Clustering Algorithms

Let's quickly look at types of clustering algorithms and when you should choose each type.

When choosing a clustering algorithm, you should consider whether the algorithm scales to your dataset. Datasets in machine learning can have millions of examples, but not all clustering algorithms scale efficiently. Many clustering algorithms work by computing the similarity between all pairs of examples. This means their runtime increases as the square of the number of examples \(n\), denoted as \(O(n^2)\) in complexity notation. \(O(n^2)\) algorithms are not practical when the number of examples are in millions. This course focuses on the k-means algorithm, which has a complexity of \(O(n)\), meaning that the algorithm scales linearly with \(n\).

Types of Clustering

Several approaches to clustering exist. For an exhaustive list, see A Comprehensive Survey of Clustering Algorithms Xu, D. & Tian, Y. Ann. Data. Sci. (2015) 2: 165. Each approach is best suited to a particular data distribution. Below is a short discussion of four common approaches, focusing on centroid-based clustering using k-means.

Centroid-based Clustering

Centroid-based clustering organizes the data into non-hierarchical clusters, in contrast to hierarchical clustering defined below. k-means is the most widely-used centroid-based clustering algorithm. Centroid-based algorithms are efficient but sensitive to initial conditions and outliers. This course focuses on k-means because it is an efficient, effective, and simple clustering algorithm.

Examples grouped into clusters using centroid-based clustering.
           The lines show borders between clusters.
Figure 1: Example of centroid-based clustering.

Density-based Clustering

Density-based clustering connects areas of high example density into clusters. This allows for arbitrary-shaped distributions as long as dense areas can be connected. These algorithms have difficulty with data of varying densities and high dimensions. Further, by design, these algorithms do not assign outliers to clusters.

Examples grouped into two clusters using density-based clustering. The clusters are not separable linearly.
Figure 2: Example of density-based clustering.

Distribution-based Clustering

This clustering approach assumes data is composed of distributions, such as Gaussian distributions. In Figure 3, the distribution-based algorithm clusters data into three Gaussian distributions. As distance from the distribution's center increases, the probability that a point belongs to the distribution decreases. The bands show that decrease in probability. When you do not know the type of distribution in your data, you should use a different algorithm.

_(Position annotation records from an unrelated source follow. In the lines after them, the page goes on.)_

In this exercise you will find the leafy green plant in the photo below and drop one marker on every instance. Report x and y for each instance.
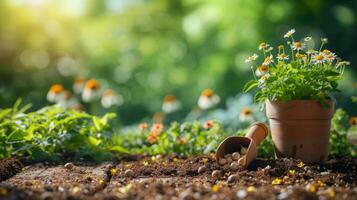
(339, 144)
(306, 74)
(52, 132)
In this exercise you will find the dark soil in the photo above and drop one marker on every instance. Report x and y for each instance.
(178, 178)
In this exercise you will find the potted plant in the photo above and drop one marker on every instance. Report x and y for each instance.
(296, 85)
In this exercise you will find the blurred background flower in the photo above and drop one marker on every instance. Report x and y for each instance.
(144, 50)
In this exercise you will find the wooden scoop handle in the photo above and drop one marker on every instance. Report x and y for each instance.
(257, 132)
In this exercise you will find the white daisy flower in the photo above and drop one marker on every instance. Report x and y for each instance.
(324, 40)
(318, 58)
(55, 94)
(170, 104)
(282, 57)
(298, 46)
(251, 58)
(311, 51)
(269, 49)
(261, 70)
(289, 33)
(262, 81)
(208, 99)
(246, 115)
(78, 85)
(306, 39)
(263, 46)
(91, 90)
(268, 60)
(109, 99)
(67, 100)
(342, 63)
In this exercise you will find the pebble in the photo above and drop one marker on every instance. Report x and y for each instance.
(222, 161)
(69, 165)
(129, 173)
(283, 195)
(234, 166)
(232, 178)
(216, 174)
(324, 173)
(60, 189)
(241, 194)
(202, 169)
(241, 161)
(235, 156)
(228, 155)
(243, 150)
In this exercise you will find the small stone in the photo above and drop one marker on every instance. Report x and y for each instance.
(241, 161)
(60, 189)
(228, 156)
(241, 194)
(222, 161)
(202, 169)
(234, 166)
(283, 195)
(324, 173)
(235, 156)
(311, 188)
(243, 151)
(232, 178)
(129, 173)
(69, 166)
(216, 174)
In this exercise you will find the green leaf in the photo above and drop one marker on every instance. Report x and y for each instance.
(250, 85)
(97, 123)
(332, 73)
(94, 141)
(119, 149)
(16, 135)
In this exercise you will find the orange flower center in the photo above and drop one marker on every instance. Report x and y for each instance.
(298, 44)
(108, 93)
(79, 81)
(319, 57)
(263, 68)
(246, 111)
(92, 84)
(207, 93)
(262, 45)
(353, 121)
(56, 88)
(169, 98)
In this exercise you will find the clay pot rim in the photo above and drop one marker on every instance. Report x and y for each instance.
(298, 101)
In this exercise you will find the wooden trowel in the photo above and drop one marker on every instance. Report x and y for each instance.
(256, 133)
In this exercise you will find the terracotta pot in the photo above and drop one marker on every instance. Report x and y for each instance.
(300, 129)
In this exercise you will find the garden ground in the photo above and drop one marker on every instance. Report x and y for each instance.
(174, 177)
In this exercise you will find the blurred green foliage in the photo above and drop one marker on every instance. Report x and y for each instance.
(52, 133)
(145, 49)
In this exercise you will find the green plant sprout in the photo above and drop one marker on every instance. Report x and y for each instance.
(303, 73)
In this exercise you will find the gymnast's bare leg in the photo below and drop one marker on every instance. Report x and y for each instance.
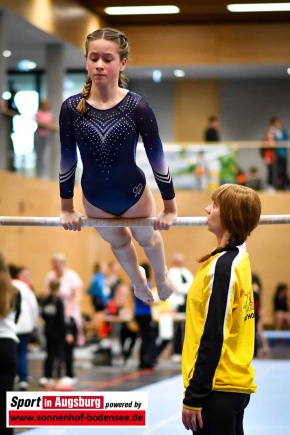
(147, 237)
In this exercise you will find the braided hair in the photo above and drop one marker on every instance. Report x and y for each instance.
(123, 47)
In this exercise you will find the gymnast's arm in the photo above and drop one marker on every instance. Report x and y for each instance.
(148, 128)
(70, 218)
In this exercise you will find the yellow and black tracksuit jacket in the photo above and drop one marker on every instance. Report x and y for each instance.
(220, 327)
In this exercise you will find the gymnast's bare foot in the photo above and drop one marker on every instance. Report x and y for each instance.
(142, 291)
(164, 287)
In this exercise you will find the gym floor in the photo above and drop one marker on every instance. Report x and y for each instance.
(268, 411)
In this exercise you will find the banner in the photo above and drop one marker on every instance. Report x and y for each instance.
(110, 409)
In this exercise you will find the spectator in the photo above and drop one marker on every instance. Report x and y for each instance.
(268, 153)
(100, 293)
(280, 135)
(253, 179)
(143, 318)
(113, 278)
(129, 330)
(261, 343)
(163, 315)
(26, 324)
(53, 315)
(211, 133)
(42, 138)
(9, 312)
(70, 292)
(281, 307)
(181, 279)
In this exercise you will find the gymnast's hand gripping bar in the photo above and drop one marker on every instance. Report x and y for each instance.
(190, 221)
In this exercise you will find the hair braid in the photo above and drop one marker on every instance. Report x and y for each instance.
(81, 107)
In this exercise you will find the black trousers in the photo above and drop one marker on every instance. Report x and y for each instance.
(54, 358)
(8, 371)
(147, 334)
(69, 359)
(223, 414)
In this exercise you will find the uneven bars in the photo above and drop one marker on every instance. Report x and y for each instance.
(190, 221)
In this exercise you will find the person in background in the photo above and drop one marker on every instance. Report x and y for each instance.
(129, 329)
(42, 138)
(70, 292)
(143, 317)
(99, 292)
(280, 135)
(211, 133)
(181, 278)
(10, 306)
(26, 325)
(253, 179)
(163, 315)
(262, 347)
(281, 307)
(268, 153)
(220, 321)
(113, 276)
(52, 311)
(105, 122)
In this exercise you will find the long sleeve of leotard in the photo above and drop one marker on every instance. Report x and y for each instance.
(68, 153)
(148, 128)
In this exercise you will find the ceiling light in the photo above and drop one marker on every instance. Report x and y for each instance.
(179, 73)
(26, 65)
(6, 53)
(259, 7)
(142, 10)
(157, 76)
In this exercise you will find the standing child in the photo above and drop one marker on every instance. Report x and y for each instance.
(105, 122)
(53, 315)
(220, 322)
(10, 306)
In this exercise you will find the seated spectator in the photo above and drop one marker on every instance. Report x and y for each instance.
(254, 180)
(281, 307)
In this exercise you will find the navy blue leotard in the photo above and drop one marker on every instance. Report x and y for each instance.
(107, 141)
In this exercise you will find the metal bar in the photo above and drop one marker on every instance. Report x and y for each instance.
(189, 221)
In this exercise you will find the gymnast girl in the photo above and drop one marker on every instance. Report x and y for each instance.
(105, 121)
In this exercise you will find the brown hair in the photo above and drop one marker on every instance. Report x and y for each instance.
(7, 290)
(123, 47)
(240, 211)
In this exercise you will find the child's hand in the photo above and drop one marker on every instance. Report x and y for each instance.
(164, 220)
(71, 220)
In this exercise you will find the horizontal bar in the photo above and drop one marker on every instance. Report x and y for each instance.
(189, 221)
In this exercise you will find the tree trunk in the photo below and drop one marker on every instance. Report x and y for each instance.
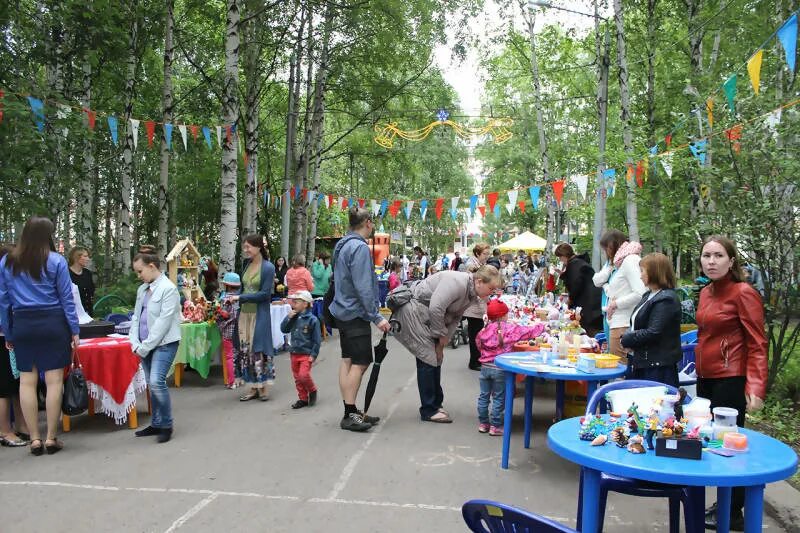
(127, 153)
(230, 111)
(318, 128)
(551, 223)
(166, 101)
(627, 135)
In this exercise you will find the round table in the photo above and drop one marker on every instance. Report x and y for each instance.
(519, 363)
(767, 461)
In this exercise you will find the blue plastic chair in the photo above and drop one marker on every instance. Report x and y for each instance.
(689, 496)
(117, 318)
(486, 516)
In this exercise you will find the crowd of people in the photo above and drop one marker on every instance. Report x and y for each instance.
(631, 299)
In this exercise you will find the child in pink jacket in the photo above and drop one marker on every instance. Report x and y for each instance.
(498, 337)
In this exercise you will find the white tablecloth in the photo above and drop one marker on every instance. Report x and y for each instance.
(277, 314)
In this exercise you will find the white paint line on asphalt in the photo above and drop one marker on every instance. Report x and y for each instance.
(199, 506)
(350, 467)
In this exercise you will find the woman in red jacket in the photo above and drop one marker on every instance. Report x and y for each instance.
(731, 345)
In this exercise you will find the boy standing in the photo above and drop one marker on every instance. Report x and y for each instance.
(304, 346)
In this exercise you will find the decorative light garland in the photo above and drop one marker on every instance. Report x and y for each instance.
(497, 128)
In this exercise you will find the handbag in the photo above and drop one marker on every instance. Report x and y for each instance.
(76, 394)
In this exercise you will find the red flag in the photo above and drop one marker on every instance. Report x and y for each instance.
(558, 190)
(150, 126)
(92, 116)
(491, 199)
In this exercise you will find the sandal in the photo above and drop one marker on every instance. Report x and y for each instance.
(37, 450)
(55, 447)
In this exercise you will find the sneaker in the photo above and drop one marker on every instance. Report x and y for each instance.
(354, 422)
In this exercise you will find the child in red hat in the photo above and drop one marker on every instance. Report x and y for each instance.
(498, 337)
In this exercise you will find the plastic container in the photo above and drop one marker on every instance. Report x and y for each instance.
(725, 416)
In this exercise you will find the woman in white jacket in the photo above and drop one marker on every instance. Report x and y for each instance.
(622, 284)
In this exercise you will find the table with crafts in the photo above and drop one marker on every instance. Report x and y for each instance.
(525, 363)
(114, 376)
(767, 460)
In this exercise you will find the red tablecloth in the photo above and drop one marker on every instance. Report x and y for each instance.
(109, 363)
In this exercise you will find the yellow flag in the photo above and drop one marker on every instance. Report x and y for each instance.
(754, 69)
(710, 111)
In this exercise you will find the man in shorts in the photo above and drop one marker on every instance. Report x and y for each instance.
(355, 307)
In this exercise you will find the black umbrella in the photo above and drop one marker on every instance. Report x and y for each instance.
(380, 351)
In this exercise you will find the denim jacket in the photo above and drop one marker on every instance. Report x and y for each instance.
(305, 331)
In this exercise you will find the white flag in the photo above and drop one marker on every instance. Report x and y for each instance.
(135, 132)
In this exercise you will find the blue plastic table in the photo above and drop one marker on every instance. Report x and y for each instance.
(767, 461)
(510, 363)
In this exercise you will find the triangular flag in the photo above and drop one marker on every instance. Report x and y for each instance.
(473, 202)
(37, 108)
(112, 125)
(666, 162)
(409, 207)
(730, 91)
(558, 190)
(581, 182)
(491, 200)
(168, 135)
(182, 129)
(534, 193)
(710, 112)
(754, 69)
(512, 196)
(91, 116)
(787, 34)
(439, 209)
(135, 132)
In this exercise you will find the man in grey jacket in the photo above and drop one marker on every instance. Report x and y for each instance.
(355, 307)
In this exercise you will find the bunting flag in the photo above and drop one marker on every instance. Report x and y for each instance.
(491, 200)
(534, 194)
(168, 135)
(666, 162)
(473, 202)
(581, 182)
(787, 34)
(91, 116)
(112, 126)
(730, 92)
(182, 129)
(558, 190)
(150, 128)
(409, 207)
(710, 112)
(439, 208)
(754, 69)
(135, 132)
(698, 149)
(37, 108)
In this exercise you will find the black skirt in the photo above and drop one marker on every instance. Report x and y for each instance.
(42, 338)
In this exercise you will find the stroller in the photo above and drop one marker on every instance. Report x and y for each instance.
(460, 336)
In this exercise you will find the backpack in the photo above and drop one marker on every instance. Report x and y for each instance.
(327, 300)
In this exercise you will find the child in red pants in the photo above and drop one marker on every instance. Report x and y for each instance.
(227, 321)
(304, 346)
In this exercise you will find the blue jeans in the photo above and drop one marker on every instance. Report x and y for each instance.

Examples clustered using distribution-based clustering. The shading of the density of examples in each cluster shows how the clusters map to distributions.
Figure 3: Example of distribution-based clustering.

Hierarchical Clustering

Hierarchical clustering creates a tree of clusters. Hierarchical clustering, not surprisingly, is well suited to hierarchical data, such as taxonomies. See Comparison of 61 Sequenced Escherichia coli Genomes by Oksana Lukjancenko, Trudy Wassenaar & Dave Ussery for an example. In addition, another advantage is that any number of clusters can be chosen by cutting the tree at the right level.

Animals clustered by using a hierarchical tree.
Figure 4: Example of a hierarchical tree clustering animals.